The World from Berlin Sarkozy's 'Bewildering Mish-Mash of Measures'
French President Nicolas Sarkozy on Thursday unveiled a scheme to spend 26 billion to energize the flagging French economy. But German editorials look beyond the big number -- and warn it is far from a magical economic elixir.
France has become the latest European Union country to dig into its pocket to try to halt the economic slide. President Nicolas Sarkozy's 26 billion economic lifeline hopes to encourage recovery by funding investment projects rather than direct boosts for consumers.
French President Nicolas Sarkozy outlines his economic stimulus plan: "Our answer to the crisis is investment."
Speaking in Douai, Northern France, near a Renault factory, Sarkozy said almost 3 billion will be injected into the all-important automobile and housing sectors. The construction industry will be helped by a 6.5 billion investment plan to upgrade railways, schools and hospitals. Meanwhile, infrastructure projects will be accelerated, investment will be encouraged and small firms will be rewarded for new hiring: "Our answer to the crisis is investment," he told journalists.
The French scheme follows announcements of bail-out plans by its European neighbours -- but the tactics differ. While Sarkozy plans to spend, spend, spend, Britain will focus on slashing consumer taxes and Germany is prioritising
guaranteeing loans and stabilizing the banking sector. But German commentators said the package was no panacea for France's enduring problems -- not least its hefty debt pile accrued over decades.
The business newspaper Handelsblatt writes:
"French president Nicolas Sarkozy presents himself in the unfortunate tradition of predecessors like Francois Mitterrand and Jacques Chirac: we'll spend today and deal with the debt mountain tomorrow when times are better "
"France has been living beyond its means for more than 30 years. Unlike in Germany, successive governments have avoided hard measures like raising taxes for restructuring. So now France doesn't have the same leeway for an economic stimulus package."
"The new program doesn't change anything about France's chronic competitive weakness: Too little investment in research and development led to a weakness in exports by French companies. Politically, Sarkozy has no choice but to match Britain, Spain and Italy. But what will happen should the program not have the desired effect? In that case, France would be left sitting on huge debts. History teaches that well-ordered finances are important -- even in good times. Why should it be any different this time round?"
The left-leaning Die Tagezeitung writes:
"It is a paradox of the current European predicament that it is a continental problem -- but answers are provided nationally. The current crisis could be an ideal opportunity to develop common European economic politics -- along the lines which Sarkozy now proposes for France: big European infrastructural measures could include, for example, high-speed links between Paris and Berlin and Berlin and Warsaw or the construction of more flats and other job-intensive investment schemes. That would not only serve to boost a continent in crisis but would also, at the same time strengthen the European identity and sense of belonging."
"Instead, every country is homing in on local concerns and the crisis increases the competition between individual European countries. An economic programme like Sarkozy's stands for the re-nationalization of politics. The fact that Sarkozy, national president -- and at the same time the current European president -- ended his speech with 'vive la France' without 'vive l'Europe' is symptomatic."

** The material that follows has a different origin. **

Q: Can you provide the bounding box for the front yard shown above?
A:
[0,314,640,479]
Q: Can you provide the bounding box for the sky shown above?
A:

The center-left Süddeutsche Zeitung writes:
"The president knows how to embellish (the details). His big talent lies in his ability to make himself and his measures appear bigger than they really are. He is an engaging speaker who is particularly arresting for people who hear his rhetorical phrases for the first time. That and his effervescent temperament separates Sarkozy from Angela Merkel. Because of the strong power base he enjoys in the French political system, he can also take a stronger position than the German chancellor. His party's big majority in parliament helps him as does the dominance of the loyal media."
"Additionally, Sarkozy will only face elections in 2012, the European elections in 2009 will probably hardly affect him; the French opposition is weak and, thus far, there has been no big public debate on how to deal with the crisis."
"But to believe that Sarkozy therefore, has a free hand, would be a mistake. That is demonstrated by the bewildering mish-mash of measures he has adopted. Because of France's high budget deficit, its room to manoeuvre is extremely limited. This also separates France from Germany -- and explains why he has to restrict himself to talking rather than acting.
Sarkozy knows that because of the high budget deficit, Frances recovery after the crisis is likely to be slower than that of Germany. Any additional debt burden will only serve to postpone the upturn."